Laurent Védrine : Capitale régionale du grand Sud-Ouest, Bordeaux est largement tournée vers l’Espagne et le Portugal et, après plusieurs expériences de collaborations ponctuelles sur des expositions de moindre ampleur, ce grand projet transfrontalier s’est imposé à nous. D’autant que le musée d’Aquitaine possède de très riches collections préhistoriques, qui permettent une mise en résonance intéressante entre différents territoires. Nous évoquons notamment dans l’exposition la grotte de Pair-non-Pair, découverte en 1896 en Gironde, qui est, historiquement, la première grotte dont l’art pariétal n’a pas été remis en cause, vingt ans après la découverte des premières peintures paléolithiques à Altamira.

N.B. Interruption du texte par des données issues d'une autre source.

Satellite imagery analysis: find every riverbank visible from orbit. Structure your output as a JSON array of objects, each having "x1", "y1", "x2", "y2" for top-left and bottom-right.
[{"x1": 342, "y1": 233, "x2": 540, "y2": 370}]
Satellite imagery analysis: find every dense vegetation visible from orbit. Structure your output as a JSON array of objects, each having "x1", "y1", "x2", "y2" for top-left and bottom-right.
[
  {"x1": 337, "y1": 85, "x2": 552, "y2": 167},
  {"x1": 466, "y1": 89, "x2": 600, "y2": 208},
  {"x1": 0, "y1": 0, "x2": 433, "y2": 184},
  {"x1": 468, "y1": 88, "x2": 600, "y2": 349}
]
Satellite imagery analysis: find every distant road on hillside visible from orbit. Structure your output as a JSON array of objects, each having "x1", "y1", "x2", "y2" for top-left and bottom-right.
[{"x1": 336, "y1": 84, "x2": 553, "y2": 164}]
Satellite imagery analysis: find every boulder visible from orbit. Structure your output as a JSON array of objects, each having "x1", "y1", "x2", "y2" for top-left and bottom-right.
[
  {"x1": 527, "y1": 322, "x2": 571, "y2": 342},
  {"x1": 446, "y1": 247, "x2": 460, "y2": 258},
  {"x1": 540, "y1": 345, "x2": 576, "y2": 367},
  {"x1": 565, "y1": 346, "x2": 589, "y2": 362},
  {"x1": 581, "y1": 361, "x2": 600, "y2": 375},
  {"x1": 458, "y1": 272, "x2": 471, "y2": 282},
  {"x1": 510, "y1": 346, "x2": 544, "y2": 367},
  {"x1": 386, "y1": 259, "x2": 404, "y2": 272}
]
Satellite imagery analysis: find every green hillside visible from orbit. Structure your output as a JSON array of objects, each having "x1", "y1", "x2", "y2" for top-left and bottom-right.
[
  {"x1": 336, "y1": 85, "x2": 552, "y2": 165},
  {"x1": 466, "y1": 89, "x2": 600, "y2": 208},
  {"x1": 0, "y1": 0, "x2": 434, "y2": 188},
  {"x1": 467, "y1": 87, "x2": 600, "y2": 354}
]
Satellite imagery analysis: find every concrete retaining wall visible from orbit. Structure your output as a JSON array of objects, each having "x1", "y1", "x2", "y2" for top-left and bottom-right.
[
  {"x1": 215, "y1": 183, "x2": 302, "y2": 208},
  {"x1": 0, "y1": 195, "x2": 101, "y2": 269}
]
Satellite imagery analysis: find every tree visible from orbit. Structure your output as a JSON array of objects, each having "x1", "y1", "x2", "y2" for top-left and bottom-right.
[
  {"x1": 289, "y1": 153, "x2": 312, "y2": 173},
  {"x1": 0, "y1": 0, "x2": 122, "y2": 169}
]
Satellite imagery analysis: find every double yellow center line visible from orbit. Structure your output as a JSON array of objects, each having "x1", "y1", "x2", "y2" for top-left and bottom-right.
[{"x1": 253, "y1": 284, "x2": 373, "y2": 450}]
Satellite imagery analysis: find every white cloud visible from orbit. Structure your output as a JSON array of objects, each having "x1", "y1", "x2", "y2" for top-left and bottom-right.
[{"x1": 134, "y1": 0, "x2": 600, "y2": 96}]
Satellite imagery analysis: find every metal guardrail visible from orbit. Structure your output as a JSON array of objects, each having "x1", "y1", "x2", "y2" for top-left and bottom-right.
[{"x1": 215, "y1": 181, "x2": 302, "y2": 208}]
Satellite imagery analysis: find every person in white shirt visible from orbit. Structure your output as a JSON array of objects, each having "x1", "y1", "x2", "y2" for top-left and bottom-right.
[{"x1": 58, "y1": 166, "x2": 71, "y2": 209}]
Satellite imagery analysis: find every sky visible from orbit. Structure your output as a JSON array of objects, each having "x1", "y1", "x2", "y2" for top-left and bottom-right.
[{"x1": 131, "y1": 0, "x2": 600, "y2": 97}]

Quelles sont les spécificités de ce vaste espace franco-cantabrique ?
L. V. : Contrairement à ce que l’on pourrait penser, les Pyrénées ne constituent pas une barrière : il existe des points de passage et l’on voit bien des circulations, des échanges, des influences très nettes d’une région à l’autre, dans cette vaste aire culturelle qui s’étend de l’Atlantique à la Méditerranée. Cet espace dépassait d’ailleurs largement les limites actuelles, puisqu’au Paléolithique, le niveau de la mer était plus bas de 120 mètres : toute la frange littorale est aujourd’hui submergée et il est probable que des grottes ont été englouties, comme l’a été la grotte Cosquer.
V. M. : Dans la région, les hommes se déplaçaient sans doute dans un rayon de 100 ou 200 kilomètres. Les échanges se faisaient de proche en proche, mais pouvaient couvrir, in fine, de grandes distances. En témoignent les coquillages percés appartenant à des espèces méditerranéennes retrouvées dans les grottes de Cantabrie, près de Santander, ou certains silex d’Altamira provenant en réalité du sud des Landes, plus précisément de Chalosse, terroir qui a fourni également une partie de ceux mis au jour dans la grotte de Gazel, dans l’Aude. Les idées elles-mêmes voyageaient sur plusieurs milliers de kilomètres le long de la chaîne pyrénéenne : les contours découpés, représentant de petites têtes d’animaux – souvent des chevaux –, sont très présents des Asturies à l’Ariège et, dans une moindre mesure, jusqu’en Dordogne. Certaines influences ont une aire plus restreinte, comme les décors en spirales, typiques du Pays basque, que l’on retrouve sur des baguettes semi-rondes servant de pointes de projectiles, notamment à Isturitz, site majeur des Pyrénées-Atlantiques et grand carrefour culturel.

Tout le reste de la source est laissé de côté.